É professor do mestrado em Segurança Pública da UVV. Faz análises sobre a violência urbana e a criminalidade, explicando as causas e apontando caminhos para uma sociedade mais pacífica. Escreve aos domingos

Os governadores gritam e a PEC da Segurança Pública passa, ou não

Governadores descontentes também podem fazer pressão, assim como os integrantes das forças estaduais e municipais, então é muito possível que a PEC não seja aprovada

Publicado em 01/12/2024 às 03h05

Vimos até falando da grita de boa parte dos governadores contra a PEC da Segurança Pública, mas é tentador fazer um prognóstico de sua aprovação ou não no congresso.

De cara surge uma dificuldade: a proposta, em si mesma, é muito ruim e só tem como ponto positivo a transformação da PRF em Polícia Ostensiva Nacional, dando mais campo de ação à instituição e criando uma alternativa que permitiria extinguir a Força Nacional de Segurança Pública, uma instituição meio fantasma, já que essencialmente composta de policiais estaduais e que, portanto, nunca acrescentou policiamento, pelo contrário, atrapalhava as Polícias Militares e Civis, que atualmente cedem seu pessoal sem uma contrapartida sequer igual.

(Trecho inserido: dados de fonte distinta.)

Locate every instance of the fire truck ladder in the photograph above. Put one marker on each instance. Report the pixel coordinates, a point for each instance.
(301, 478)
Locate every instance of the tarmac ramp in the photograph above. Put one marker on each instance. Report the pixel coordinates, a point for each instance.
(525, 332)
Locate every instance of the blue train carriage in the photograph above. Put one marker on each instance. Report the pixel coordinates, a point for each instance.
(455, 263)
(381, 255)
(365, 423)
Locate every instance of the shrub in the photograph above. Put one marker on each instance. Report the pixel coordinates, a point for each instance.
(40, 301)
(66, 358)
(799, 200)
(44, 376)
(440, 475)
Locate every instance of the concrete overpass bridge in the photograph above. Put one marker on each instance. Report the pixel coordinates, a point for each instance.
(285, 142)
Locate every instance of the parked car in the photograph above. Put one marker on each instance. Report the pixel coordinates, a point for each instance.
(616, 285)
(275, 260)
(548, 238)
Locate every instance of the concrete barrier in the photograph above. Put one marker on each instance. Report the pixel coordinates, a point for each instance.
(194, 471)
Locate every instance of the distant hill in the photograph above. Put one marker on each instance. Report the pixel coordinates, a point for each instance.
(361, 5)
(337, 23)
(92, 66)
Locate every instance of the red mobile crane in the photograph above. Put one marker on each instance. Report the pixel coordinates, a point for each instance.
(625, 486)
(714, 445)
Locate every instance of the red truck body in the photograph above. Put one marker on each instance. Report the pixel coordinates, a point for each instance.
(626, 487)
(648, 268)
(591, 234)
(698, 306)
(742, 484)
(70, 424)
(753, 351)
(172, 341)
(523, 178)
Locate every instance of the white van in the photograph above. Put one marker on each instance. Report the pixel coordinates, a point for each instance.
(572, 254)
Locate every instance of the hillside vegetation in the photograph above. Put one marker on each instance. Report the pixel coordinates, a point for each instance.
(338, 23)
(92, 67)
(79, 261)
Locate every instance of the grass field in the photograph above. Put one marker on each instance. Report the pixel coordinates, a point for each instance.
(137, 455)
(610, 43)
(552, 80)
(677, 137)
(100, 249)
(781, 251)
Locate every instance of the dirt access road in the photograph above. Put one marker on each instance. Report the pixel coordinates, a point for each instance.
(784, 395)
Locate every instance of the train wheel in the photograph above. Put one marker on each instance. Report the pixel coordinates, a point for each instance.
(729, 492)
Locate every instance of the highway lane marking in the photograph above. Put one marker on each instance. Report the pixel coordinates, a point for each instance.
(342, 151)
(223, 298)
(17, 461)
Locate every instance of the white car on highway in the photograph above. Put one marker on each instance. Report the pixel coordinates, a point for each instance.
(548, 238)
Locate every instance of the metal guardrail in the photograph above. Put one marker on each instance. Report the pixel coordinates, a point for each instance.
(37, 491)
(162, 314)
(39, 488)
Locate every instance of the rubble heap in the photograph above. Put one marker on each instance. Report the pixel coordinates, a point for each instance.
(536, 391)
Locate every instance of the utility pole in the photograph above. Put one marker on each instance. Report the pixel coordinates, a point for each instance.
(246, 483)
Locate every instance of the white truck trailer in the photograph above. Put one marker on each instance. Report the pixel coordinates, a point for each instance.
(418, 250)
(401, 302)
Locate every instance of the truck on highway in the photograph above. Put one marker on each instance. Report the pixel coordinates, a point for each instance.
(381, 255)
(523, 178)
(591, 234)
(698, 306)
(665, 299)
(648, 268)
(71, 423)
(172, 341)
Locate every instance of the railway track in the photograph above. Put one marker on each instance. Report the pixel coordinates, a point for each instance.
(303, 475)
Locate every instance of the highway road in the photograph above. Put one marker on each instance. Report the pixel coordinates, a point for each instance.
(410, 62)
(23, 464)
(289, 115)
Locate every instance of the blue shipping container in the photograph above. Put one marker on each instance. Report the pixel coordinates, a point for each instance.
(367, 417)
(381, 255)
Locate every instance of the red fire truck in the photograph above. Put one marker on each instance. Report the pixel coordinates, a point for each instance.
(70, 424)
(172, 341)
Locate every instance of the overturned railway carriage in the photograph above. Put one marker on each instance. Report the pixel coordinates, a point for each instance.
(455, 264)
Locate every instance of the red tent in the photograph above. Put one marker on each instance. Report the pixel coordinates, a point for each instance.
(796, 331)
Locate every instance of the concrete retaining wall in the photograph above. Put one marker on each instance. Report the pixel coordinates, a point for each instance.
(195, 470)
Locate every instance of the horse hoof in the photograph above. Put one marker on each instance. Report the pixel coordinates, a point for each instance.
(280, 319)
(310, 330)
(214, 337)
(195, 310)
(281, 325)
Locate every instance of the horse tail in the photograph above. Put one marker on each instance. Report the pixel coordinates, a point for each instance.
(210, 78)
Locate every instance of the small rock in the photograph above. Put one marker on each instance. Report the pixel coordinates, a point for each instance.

Viaturas da Polícia Rodoviária Federal em Viana, ES. Viaturas e agentes da PRF na Rodovia BR-262
Polícia Rodoviária Federal: uma das propostas da PEC é transformar a PRF em Polícia Ostensiva Nacional. Crédito: Carlos Alberto Silva

Uma proposta tão ruim fornecerá muita munição para os não poucos congressistas que, por serem de oposição ou virem de carreiras policiais estaduais, tendem a ser contrários. Os governadores descontentes também podem fazer pressão, assim como os integrantes das forças estaduais e municipais que, com toda razão, também estão bastante críticos, por se sentirem pessoalmente atingidos. Então é muito possível que a PEC não seja aprovada.

Vejam que coisa engraçada: escrevi diversas colunas defendendo o uso de câmeras corporais pelos policiais, até mesmo para protegê-los juridicamente, com provas idôneas de qualquer ocorrência. Sou francamente a favor da proposta, mas acredito que isso deva ser precedido de um trabalho prévio de convencimento, não enfiado goela abaixo dos profissionais de segurança pública, como o Governo Federal claramente quer fazer. Não que seja necessária uma concordância unânime de todos os policiais, mas ao menos, uma certa aceitação. E aqui entra uma outra figura que provavelmente levantada: a inconstitucionalidade dessa emenda.

Atualmente, só uma lei estadual ou municipal, ou uma ordem administrativa do governador de cada estado e do prefeito de cada município pode impor o uso de câmeras. Ao abrir a possibilidade de o presidente da República ou o congresso nacional ordenar essa medida ou qualquer coisa semelhante, estaria sendo gravemente rompido o Pacto Federativo, que constitui o primeiro artigo da Constituição da República. E o STF tem sido permeável à teoria de que normas constitucionais podem ser declaradas inconstitucionais, defendida por Otto Bachof há mais de 70 anos.

Alguém pode dizer que fazer isso não passou pela cabeça do presidente da República. Pois bem, então para que ele faria uma PEC concedendo-lhe poderes que ele não pretende exercer? Bem, há duas possibilidades: a primeira é a de que ele quer somente uma cortina de fumaça, algo que ele possa mostrar ao eleitor que andou fazendo respeito do problema; a segunda é a de que ele até prefira a PEC rejeitada, para ter uma desculpa para não haver resolvido problema nenhum. E claro, preferimos a hipótese de que o Governo Federal esteja completamente perdido, vendo a cobrança do eleitoral para que a União ajude um pouco mais na redução da violência e não sabendo o que fazer, mas acreditando sinceramente que essa PEC seria a solução mágica que ele busca.